Ari's Ashdod Asset: How Much Of The New Value Is Already In NOI And How Much Still Depends On Planning

Star Center Ashdod ended 2025 with ILS 59.2 million of NOI against a value of ILS 1.266 billion. This follow-up shows the gap is not one block: part of it is already close to NOI, but about ILS 68.5 million is an explicit planning premium tied to a plan that had not yet been deposited.

Ashdod After The Main Article

The main article made a straightforward argument: Ari is now being read less like a small yield vehicle and more like a development platform, so the important gap is the gap between reported value and actual NOI and cash. This follow-up isolates Ashdod because no other asset explains that gap as clearly.

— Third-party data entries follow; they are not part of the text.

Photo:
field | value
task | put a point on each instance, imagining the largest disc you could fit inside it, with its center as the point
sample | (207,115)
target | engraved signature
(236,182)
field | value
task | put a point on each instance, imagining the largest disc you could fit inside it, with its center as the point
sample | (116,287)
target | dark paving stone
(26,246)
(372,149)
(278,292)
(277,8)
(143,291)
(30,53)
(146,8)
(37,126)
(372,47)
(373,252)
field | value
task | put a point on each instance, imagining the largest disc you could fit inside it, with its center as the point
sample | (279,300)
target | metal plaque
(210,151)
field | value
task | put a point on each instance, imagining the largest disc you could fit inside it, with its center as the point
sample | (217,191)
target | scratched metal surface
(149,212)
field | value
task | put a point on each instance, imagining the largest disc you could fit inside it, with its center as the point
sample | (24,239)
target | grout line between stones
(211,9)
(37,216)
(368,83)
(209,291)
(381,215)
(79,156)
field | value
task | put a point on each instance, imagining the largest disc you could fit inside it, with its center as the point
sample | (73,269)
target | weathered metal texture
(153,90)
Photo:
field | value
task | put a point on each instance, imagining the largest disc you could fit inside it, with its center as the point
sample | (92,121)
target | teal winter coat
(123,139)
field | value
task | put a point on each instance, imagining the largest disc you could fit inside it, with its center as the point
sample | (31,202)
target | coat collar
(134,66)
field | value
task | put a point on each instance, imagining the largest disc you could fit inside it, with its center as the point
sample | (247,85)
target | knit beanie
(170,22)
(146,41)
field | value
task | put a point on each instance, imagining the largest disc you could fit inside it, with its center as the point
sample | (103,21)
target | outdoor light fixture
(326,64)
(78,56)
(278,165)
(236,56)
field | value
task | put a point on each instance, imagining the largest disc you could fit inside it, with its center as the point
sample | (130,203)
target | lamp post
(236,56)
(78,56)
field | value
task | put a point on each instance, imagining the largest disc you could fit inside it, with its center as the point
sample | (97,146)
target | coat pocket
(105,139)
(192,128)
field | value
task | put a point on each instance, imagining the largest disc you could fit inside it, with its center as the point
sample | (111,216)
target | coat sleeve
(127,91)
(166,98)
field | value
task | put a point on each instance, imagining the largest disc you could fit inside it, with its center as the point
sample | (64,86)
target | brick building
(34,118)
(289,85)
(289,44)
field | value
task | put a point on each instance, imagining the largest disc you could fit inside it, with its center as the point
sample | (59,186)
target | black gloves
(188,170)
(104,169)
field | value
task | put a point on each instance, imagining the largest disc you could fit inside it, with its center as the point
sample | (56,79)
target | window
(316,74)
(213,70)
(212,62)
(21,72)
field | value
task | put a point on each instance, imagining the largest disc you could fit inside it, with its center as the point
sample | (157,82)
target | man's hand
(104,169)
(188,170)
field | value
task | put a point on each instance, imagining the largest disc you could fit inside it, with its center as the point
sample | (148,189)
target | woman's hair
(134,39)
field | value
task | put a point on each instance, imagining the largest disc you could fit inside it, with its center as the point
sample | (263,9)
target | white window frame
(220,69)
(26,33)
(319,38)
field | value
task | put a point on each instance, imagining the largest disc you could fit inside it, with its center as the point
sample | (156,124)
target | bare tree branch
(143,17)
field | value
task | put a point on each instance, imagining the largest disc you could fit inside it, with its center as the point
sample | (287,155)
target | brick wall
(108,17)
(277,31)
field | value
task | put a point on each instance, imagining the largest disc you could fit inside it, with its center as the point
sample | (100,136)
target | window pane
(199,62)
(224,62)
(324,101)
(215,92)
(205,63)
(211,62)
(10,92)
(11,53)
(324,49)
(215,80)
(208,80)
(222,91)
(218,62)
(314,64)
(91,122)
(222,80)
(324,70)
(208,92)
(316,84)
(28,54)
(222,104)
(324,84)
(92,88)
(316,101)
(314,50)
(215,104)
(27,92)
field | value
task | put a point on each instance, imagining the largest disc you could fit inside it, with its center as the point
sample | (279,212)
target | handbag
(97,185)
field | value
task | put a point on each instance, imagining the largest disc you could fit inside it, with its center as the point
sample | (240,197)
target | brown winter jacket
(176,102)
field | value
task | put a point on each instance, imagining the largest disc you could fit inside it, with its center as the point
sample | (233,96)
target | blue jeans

The 2025 numbers show why the distinction matters. Star Center Ashdod ended the year with a fair value of ILS 1.270 billion and a book value of ILS 1.266 billion, but actual NOI slipped slightly to ILS 59.2 million from ILS 59.7 million in 2024, while average occupancy fell to 97% from 99%. In other words, nearly ILS 70 million of revaluation gain was added in a year when the operating engine itself did not deliver a matching step-up.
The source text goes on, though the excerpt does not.